Près d’un tiers des salariés ont été amenés à travailler à distance pendant les deux mois du confinement. Une "primo expérience" – fin 2019, seuls 3 % des salariés télétravaillaient régulièrement – qui s’est avérée convaincante pour nombre d’entre eux : 40 % des Français souhaitent désormais travailler davantage à distance. Ce plébiscite fait en réalité écho aux multiples mutations en cours qui affectent les entreprises, les individus et la société elle-même. En ce sens, la crise sanitaire pousse les organisations à repenser le rapport au travail en faveur d’une nouvelle organisation hybride et pérenne.
L’entreprise à l’épreuve des digital natives
D’ici 2025, 76 % des effectifs seront composés de millénials. Une génération digital native, mobile first, hyper connectée et "naturellement" agile qui se positionne en moteur de la transformation des entreprises. Résultat, le monde professionnel a vu émerger ces dernières années de nouveaux modes
de travail, parmi lesquels le flex office, ce "bureau dynamique" sans place fixe, qui en 2019 touchait déjà plus d’un tiers des employés du tertiaire (36 %).
Autre exemple : le coworking, espace partagé en dehors ou dans l’entreprise elle-même (on parle alors de corpoworking), a connu une croissance de 300 % en 6 ans. Ces tiers lieux ont ainsi donné vie au concept de digital workplace ou de "bureau mobile" offrant la capacité au collaborateur de disposer à tout moment et en tout lieu de son environnement de travail.
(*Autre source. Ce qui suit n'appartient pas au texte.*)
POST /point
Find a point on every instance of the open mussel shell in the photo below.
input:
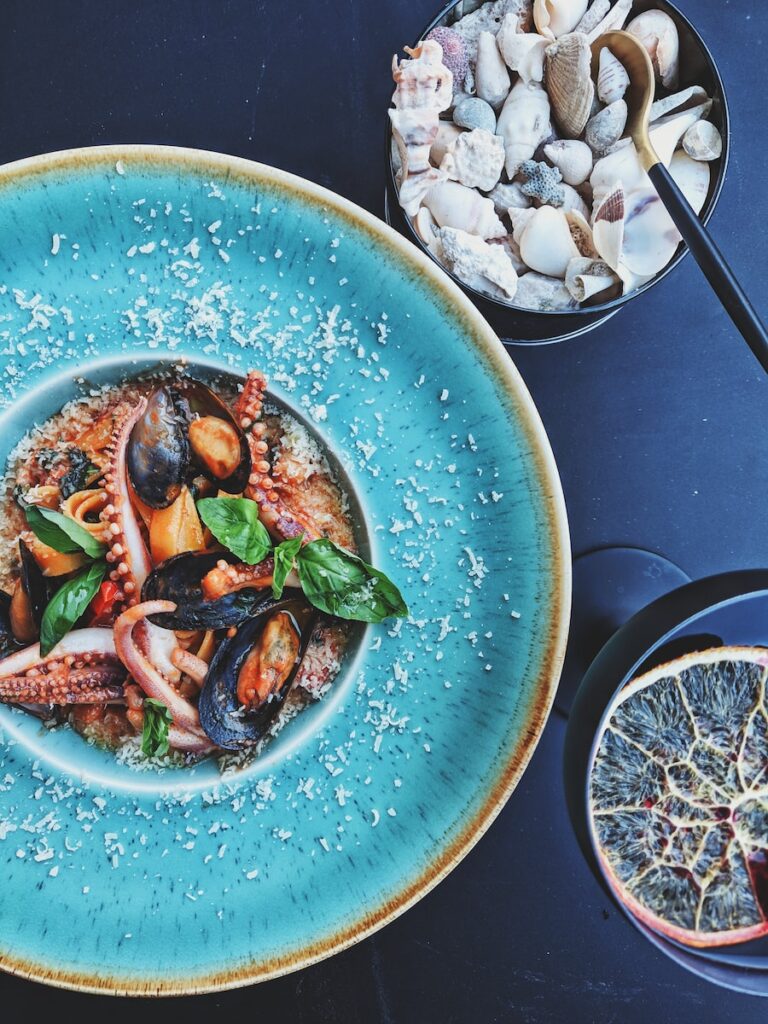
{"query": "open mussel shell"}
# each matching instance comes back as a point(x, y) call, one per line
point(178, 580)
point(158, 452)
point(202, 401)
point(220, 715)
Une triple révolution : professionnelle, individuelle et sociétale
En quoi le Covid-19 a-t-il alors changé la donne ? Au-delà de la contrainte, la crise a agi tel un révélateur et un accélérateur de transformation, notamment auprès des managers. Une prise de conscience
confirmée par Bruno Jeanbart, directeur général adjoint d'OpinionWay :
"Finalement, le déblocage a eu lieu chez les salariés mais encore plus chez le management. Celui-ci pouvait être inquiet jusqu'ici, se disant qu'il était préférable d'avoir les équipes sous la main.
L'expérience de ce printemps prouve que, dans la plupart des cas, le télétravail, ça marche."
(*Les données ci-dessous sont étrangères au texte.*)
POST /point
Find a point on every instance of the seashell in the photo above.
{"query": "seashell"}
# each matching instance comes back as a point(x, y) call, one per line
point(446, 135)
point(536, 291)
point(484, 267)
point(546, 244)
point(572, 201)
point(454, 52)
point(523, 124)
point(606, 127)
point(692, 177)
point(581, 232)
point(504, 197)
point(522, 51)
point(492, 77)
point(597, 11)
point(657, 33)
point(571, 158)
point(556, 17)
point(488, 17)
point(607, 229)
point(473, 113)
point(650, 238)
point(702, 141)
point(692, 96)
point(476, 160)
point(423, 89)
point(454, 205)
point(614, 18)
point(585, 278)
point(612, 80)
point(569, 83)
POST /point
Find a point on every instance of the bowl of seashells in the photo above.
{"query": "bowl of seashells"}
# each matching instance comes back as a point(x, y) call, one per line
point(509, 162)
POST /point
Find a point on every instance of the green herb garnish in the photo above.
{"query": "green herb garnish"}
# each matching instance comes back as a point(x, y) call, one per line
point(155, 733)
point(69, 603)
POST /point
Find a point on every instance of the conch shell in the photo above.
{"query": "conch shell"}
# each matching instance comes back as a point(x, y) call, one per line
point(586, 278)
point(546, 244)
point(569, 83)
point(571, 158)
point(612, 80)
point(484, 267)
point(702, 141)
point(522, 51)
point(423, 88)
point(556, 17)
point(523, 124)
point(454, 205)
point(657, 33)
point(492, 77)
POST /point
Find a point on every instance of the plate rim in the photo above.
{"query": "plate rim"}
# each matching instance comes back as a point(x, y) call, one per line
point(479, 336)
Pour l’entreprise, l’expérience "réussie" du travail à distance pendant la crise présente aujourd’hui une occasion unique de réduire les coûts opérationnels, de libérer du capital (dans le cas où elle est propriétaire de ses murs), de réallouer les ressources ainsi dégagées pour financer des investissements, et de gagner en flexibilité – et in fine en agilité. Mais c’est également pour elle l’opportunité de répondre aux attentes des salariés en matière d’engagement RSE : équilibre vie professionnelle – vie personnelle, réduction de l’impact environnemental, diminution du temps de transport, etc. Près d’un salarié sur deux accepterait ainsi de gagner moins pour travailler dans une entreprise plus respectueuse de l’environnement et 70 % dans une entreprise ayant un impact environnemental positif.
Mais attention, car pour le salarié, la situation est contrastée. Non seulement, près d’un d’actif sur deux exerce une activité difficilement éligible au télétravail partiel ou total, mais chaque
profil se veut unique. 25 % des collaborateurs éligibles ne souhaitent pas travailler à distance et seuls 20 % d’entre eux privilégient le télétravail à temps complet ou presque (4 ou 5 jours par semaine).
Du contrat de travail au contrat social
Au-delà des questions d’organisation, l’impact sur le plan sociétal peut s’avérer tout aussi important voire provoquer un choc dans certains secteurs tels que l’immobilier, la construction, les transports ou
les infrastructures. À plus long terme, c’est aussi une remise en cause du mythe de la métropole toute puissante au profit d’une véritable décentralisation et de la revitalisation tant attendue – mais
jamais concrétisée – des territoires intermédiaires. Un retour au « local » et à la proximité déjà observé dans les habitudes de consommation en plein confinement.
Il n’existe pas de modèle type prédéfini ni de recette miracle vers lesquels tendre. L’extension et la pérennisation du travail à distance, au-delà de la crise, constituent un véritable projet de transformation dans lequel chaque dirigeant devra construire le "bon" modèle adapté à son entreprise, à son histoire, à sa culture. Comment ? En explorant, en expérimentant, en se posant les bonnes questions et en inscrivant le projet dans un cadre gagnant-gagnant pour l’entreprise et pour le collaborateur. Si le projet est déséquilibré, alors l’effet sera dévastateur.
Penser l’organisation du travail de demain est peut-être une formidable opportunité pour réinventer un nouveau contrat social établi sur la confiance, l'exemplarité des dirigeants et des managers, mais aussi une meilleure conciliation entre vie professionnelle et vie familiale.